On Fri, Dec 24, 2021, 00:11 Denny Vrandečić <dvrandecic@wikimedia.org> wrote:
Running a function for text generation from Wikifunctons on that Abstract Content would generate a text that we'd consider to be published under CC BY-SA as well.

There is something in this that I find to be contrarian to the idea of copyright in the first place. (Copyright is needed in order to be able to license something CC BY-SA.) How can one get _copy_right for something one never wrote in the first place (and in many cases not even formulated as a sentence in your mind). Let me expand on the thoughts I shared in the office hours.

Take for example how many millions of articles about places in various languages could be formed. It could look something like this: 
The description of some Abstract content: generates a sentence which ranks something compared to similar items in some location by some property. It would then behave something like (over-simplified pseudocode):

rank(this,property(P1082),location(administrative unit(this)))

Depending on where it is used, it could generate:
  • Stockholm ist die größte Stadt im Stockholms län.
  • San Francisco is the fourth largest city in California.
  • Gimo är den näst största tätorten i Östhammars kommun.
Not only is it inconceivable for someone to know of the phrasing of all the combinations this simple example can generate at the time the Abstract content is written, it will also be updated on Wikidata with new places added and new population data will change the ranking over time, changing the output of the function without the author being in control of it, and likely not even being aware of it. I find it a revolting suggestion that copyright could be attributed to the author of the Abstract content for this output.

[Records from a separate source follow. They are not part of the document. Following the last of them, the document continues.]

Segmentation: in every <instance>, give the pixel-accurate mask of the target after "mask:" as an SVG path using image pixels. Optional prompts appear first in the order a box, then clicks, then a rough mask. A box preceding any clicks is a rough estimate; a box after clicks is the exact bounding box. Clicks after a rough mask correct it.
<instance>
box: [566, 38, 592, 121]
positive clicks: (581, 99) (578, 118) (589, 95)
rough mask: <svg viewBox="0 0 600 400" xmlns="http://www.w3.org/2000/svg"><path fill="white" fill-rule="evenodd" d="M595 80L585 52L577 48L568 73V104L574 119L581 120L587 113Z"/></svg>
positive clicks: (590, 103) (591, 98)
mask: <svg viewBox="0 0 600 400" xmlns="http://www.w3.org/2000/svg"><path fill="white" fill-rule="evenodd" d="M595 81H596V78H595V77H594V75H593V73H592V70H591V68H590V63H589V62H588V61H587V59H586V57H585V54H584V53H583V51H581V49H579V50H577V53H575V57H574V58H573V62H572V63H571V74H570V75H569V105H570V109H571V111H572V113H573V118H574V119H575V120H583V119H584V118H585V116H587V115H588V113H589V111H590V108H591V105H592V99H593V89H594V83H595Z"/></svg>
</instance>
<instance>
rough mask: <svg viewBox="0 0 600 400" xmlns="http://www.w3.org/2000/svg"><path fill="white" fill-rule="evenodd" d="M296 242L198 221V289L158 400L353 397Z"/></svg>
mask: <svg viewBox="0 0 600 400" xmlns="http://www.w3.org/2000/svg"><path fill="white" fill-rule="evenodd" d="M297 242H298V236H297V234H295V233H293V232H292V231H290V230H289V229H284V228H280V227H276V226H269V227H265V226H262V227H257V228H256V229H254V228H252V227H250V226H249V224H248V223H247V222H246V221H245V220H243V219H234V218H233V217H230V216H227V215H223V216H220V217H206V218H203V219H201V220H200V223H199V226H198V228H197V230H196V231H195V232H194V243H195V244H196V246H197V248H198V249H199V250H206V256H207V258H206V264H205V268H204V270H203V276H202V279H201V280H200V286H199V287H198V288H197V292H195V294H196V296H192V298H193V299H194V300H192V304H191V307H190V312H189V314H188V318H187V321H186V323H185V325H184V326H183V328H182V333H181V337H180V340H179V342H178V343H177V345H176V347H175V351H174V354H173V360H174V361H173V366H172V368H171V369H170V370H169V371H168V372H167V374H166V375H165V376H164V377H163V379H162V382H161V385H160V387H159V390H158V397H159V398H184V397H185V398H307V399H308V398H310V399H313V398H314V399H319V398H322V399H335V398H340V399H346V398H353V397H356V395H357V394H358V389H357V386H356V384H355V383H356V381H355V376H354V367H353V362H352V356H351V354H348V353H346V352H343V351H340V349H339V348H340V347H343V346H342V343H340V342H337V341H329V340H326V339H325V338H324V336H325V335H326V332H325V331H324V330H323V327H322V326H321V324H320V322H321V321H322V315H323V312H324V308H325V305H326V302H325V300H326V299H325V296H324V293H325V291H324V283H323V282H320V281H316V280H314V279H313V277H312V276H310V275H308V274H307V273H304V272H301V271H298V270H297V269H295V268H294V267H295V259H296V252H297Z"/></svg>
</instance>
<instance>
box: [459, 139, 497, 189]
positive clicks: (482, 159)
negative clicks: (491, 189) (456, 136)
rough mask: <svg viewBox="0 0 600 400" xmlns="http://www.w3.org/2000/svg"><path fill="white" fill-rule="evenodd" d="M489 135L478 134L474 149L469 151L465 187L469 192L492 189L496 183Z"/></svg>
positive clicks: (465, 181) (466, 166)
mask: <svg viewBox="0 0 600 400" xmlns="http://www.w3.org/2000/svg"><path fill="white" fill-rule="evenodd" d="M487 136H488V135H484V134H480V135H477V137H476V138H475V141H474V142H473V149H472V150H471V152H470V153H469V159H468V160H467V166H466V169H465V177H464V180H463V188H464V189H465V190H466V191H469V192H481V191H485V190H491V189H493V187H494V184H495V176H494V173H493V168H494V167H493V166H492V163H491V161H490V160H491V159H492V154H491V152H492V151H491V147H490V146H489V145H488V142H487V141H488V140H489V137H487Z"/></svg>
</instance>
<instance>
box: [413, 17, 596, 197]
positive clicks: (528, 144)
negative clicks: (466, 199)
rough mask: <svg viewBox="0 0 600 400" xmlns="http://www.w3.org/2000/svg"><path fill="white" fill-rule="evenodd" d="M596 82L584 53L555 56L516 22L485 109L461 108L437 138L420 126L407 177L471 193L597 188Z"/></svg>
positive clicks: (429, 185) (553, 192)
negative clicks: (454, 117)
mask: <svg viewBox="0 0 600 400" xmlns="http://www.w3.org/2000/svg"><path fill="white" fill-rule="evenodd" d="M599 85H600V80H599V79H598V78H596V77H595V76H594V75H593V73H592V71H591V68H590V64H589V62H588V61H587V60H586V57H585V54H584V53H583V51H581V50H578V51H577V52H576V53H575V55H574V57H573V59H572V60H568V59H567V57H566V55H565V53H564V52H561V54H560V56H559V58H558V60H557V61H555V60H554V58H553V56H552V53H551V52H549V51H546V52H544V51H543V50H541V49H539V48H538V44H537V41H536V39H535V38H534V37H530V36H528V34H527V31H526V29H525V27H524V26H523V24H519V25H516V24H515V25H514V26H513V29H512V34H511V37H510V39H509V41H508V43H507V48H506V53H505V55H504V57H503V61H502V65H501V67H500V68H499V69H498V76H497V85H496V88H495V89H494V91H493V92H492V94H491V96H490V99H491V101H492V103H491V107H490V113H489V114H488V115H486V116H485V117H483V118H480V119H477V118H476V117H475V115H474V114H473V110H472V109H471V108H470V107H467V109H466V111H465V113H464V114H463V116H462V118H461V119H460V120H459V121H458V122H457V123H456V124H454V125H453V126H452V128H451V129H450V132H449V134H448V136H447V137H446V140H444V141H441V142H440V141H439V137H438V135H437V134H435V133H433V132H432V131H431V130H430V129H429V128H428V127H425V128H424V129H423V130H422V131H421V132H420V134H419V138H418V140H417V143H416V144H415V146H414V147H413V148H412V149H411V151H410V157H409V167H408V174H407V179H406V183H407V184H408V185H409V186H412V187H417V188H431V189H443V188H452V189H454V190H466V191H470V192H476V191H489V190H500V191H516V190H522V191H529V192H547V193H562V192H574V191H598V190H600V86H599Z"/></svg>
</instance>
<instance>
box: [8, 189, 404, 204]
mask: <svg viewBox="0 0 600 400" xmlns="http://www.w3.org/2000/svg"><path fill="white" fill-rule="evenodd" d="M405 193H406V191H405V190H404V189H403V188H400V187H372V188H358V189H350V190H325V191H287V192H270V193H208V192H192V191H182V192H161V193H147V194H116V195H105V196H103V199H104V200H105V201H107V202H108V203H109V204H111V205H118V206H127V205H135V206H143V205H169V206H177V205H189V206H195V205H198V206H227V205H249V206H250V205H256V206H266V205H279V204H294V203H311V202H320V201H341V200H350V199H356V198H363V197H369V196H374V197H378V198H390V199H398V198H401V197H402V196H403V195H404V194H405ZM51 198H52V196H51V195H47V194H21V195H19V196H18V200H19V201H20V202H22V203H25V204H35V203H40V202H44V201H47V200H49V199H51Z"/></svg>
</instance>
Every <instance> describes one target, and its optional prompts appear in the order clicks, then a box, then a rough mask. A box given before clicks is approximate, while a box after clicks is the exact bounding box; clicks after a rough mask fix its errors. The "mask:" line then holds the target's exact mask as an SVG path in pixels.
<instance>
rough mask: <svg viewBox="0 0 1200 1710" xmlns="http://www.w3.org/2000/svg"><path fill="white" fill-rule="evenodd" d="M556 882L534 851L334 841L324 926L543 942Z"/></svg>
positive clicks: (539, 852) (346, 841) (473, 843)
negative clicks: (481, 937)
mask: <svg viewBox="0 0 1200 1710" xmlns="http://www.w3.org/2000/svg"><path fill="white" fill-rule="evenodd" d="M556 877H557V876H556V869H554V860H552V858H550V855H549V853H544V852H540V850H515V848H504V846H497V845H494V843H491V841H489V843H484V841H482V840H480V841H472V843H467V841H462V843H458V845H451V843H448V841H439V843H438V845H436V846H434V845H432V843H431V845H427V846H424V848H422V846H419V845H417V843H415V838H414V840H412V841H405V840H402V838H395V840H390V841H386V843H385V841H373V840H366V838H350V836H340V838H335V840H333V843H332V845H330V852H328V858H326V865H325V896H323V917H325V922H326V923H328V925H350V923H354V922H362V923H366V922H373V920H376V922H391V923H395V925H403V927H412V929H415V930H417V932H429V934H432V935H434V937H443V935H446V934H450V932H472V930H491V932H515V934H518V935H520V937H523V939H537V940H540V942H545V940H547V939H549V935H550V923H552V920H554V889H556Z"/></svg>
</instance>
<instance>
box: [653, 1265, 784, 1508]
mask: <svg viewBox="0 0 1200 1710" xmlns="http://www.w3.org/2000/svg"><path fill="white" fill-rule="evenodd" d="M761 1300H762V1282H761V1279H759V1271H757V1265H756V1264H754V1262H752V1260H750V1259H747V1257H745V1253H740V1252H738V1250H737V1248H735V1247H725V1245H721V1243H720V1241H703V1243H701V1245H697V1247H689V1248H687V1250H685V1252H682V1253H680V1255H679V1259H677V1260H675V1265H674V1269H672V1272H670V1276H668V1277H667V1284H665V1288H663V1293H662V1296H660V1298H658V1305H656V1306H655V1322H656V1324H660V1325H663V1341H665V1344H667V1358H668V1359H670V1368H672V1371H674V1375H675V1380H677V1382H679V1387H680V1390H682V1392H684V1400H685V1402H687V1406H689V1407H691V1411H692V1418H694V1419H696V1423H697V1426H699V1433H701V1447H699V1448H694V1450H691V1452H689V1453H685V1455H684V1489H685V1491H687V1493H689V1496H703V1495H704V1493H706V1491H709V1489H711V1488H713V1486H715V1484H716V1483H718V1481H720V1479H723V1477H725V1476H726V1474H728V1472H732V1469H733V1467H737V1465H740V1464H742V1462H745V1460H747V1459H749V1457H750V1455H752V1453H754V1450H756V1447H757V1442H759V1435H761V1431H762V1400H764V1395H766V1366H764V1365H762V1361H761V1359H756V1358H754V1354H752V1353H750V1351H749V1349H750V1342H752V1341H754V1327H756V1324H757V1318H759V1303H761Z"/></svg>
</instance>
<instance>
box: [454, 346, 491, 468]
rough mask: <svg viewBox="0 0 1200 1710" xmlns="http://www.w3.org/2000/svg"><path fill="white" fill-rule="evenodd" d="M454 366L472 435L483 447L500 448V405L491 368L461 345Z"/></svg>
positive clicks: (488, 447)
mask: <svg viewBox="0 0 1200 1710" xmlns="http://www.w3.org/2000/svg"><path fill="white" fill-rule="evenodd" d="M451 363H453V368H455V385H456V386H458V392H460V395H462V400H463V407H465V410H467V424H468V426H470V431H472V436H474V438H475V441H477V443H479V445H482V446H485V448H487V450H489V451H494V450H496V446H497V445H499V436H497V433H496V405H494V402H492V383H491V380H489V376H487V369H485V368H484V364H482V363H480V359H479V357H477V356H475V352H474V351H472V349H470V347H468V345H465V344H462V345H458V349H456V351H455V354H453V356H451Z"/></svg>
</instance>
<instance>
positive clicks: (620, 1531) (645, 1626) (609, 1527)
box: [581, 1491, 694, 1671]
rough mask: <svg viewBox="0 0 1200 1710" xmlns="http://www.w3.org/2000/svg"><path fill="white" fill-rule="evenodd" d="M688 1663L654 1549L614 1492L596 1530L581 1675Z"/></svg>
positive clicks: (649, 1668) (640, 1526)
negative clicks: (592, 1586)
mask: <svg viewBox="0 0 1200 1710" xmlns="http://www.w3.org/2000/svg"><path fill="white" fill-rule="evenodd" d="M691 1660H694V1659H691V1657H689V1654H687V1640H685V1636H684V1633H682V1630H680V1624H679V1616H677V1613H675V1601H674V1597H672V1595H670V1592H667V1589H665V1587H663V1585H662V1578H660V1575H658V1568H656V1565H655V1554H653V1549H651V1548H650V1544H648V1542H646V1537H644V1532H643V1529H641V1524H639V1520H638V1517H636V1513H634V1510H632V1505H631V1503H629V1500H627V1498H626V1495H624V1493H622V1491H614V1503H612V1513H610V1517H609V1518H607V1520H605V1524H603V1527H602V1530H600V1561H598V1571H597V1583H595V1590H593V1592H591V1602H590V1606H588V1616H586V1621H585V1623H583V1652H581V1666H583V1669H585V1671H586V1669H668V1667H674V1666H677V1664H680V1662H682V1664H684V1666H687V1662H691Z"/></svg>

This leads me to conclude that we either need to have the possibility to assign different licenses to the output of Abstract content or to make it all CC0 (in order to not committing copyfraud). As Denny implies, some Abstract content will be more static and "handwritten", but I suspect that for a foreseeable time that it will be in absolute minority in terms of generated output, so we can not ignore the situation we are putting ourselves in through the choices we make. 

/Jan Ainali